The DIDMCA permits state-chartered banks to lend nationally at the rates allowed in their home states. Out-of-state bank depository institutions, particularly those in bank partnership arrangements, have used the law to make loans to Colorado consumers at rates, in some cases, in excess of the state’s rate cap law. The Colorado bill invokes a rarely utilized federal opt-out provision to allow the state to exclude Colorado from the reach of the DIDMCA, subjecting out-of-state lenders to the state’s rate cap. 

The trade groups’ complaint alleges that the Colorado law exceeds the state’s authority and conflicts with the U.S. Constitution’s supremacy and commerce clauses. Moreover, the trade groups argue that the law could restrict the availability of credit to Colorado consumers, particularly those individuals who have difficulty obtaining credit, and cause fintech lenders to flee the state. This would consequently lead to national banks, who are not subject to the state’s rate cap, to charge higher rates. 

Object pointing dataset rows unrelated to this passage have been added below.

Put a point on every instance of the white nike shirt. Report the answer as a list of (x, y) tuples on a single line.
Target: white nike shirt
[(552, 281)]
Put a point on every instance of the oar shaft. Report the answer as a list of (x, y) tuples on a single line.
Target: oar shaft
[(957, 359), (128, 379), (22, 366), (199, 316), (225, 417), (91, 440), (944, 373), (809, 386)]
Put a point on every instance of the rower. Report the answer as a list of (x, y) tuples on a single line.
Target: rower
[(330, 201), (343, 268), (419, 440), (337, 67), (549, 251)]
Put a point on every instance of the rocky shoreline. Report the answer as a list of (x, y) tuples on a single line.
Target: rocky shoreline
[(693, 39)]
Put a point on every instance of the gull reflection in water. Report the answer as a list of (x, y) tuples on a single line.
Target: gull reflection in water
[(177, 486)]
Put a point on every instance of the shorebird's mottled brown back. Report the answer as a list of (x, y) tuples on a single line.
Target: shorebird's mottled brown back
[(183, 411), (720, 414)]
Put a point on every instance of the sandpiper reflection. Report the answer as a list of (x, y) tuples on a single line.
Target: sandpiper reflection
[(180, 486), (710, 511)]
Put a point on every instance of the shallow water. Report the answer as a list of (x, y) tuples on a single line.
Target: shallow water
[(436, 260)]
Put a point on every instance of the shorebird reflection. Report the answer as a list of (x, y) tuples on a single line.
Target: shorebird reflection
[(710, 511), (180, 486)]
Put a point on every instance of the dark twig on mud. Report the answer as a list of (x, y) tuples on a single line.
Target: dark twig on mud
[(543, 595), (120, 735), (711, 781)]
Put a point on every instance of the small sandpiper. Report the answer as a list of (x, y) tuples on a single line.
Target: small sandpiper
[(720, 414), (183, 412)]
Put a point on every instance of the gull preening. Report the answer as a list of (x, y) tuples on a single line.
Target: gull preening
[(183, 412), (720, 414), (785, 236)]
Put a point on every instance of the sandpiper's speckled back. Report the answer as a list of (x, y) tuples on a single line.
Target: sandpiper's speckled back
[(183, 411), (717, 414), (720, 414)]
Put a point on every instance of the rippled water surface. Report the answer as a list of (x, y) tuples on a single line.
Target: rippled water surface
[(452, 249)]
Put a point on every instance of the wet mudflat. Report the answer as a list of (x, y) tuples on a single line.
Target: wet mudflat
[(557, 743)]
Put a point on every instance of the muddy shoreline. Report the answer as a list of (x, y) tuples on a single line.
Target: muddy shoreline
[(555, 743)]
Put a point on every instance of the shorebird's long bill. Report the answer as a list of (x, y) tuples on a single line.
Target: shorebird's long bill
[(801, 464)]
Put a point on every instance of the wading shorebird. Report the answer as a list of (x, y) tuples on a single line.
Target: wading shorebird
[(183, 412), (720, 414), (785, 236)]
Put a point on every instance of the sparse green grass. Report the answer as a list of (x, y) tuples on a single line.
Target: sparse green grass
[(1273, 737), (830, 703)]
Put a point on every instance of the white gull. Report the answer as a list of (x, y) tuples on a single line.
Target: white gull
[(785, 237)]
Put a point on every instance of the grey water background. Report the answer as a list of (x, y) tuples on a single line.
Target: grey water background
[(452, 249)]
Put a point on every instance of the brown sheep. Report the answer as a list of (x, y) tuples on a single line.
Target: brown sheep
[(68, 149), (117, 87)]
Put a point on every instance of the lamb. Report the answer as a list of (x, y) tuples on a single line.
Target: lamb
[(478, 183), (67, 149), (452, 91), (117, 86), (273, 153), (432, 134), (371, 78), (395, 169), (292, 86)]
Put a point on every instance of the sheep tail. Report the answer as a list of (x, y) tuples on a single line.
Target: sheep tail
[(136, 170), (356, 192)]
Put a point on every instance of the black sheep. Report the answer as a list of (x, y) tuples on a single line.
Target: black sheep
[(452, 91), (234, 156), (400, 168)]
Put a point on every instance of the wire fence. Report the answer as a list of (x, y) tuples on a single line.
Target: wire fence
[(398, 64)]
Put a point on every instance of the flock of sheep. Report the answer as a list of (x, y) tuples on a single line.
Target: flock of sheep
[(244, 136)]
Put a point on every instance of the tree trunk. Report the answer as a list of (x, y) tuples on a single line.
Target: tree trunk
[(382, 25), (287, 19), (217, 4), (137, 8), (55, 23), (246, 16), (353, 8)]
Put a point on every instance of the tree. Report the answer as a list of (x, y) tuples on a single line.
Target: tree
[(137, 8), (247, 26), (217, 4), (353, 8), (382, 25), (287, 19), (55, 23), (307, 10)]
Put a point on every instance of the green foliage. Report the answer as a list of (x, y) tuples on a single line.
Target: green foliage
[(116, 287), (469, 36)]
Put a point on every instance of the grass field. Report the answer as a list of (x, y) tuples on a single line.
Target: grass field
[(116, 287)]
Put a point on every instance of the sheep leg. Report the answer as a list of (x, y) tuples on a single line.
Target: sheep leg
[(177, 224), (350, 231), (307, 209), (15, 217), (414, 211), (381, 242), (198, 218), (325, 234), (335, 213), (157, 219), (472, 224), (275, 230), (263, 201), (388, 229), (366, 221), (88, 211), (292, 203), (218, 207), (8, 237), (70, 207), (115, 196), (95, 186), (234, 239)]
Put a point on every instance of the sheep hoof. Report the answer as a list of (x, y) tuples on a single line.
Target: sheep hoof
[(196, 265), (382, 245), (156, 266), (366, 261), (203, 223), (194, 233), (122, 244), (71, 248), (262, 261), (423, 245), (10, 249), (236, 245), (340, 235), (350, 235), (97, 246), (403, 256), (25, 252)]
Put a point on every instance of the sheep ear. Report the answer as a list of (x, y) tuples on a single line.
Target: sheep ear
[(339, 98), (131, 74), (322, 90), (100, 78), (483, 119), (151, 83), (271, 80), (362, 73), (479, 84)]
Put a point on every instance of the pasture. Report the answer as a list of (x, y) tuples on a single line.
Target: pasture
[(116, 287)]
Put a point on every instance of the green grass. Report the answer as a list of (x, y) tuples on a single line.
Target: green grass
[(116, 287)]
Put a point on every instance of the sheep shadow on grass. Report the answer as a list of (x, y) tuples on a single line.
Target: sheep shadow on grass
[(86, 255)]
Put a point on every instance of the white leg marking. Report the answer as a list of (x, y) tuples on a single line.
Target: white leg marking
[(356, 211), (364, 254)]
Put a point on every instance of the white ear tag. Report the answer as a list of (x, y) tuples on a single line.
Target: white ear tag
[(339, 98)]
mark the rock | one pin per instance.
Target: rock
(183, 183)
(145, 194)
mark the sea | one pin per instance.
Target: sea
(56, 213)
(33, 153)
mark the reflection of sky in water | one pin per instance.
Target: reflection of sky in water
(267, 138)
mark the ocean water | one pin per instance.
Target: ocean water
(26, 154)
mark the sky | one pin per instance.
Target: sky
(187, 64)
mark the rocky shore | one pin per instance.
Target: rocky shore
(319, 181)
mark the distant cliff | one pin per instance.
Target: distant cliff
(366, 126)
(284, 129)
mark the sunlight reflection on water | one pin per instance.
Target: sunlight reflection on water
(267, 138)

Putting it into Practice: Trade groups have not hesitated in resorting to litigation to slow the spread of financial regulations. While these efforts have been so-far successful against the CFPB, it will be interesting to see how this litigation develops. Moreover, the state of Colorado has a track record of contesting the loan fees levied by out-of-state banking institutions, especially within bank partnership programs. In recent years, Colorado among other states have launched numerous lawsuits against such programs (previously discussed here, here and here).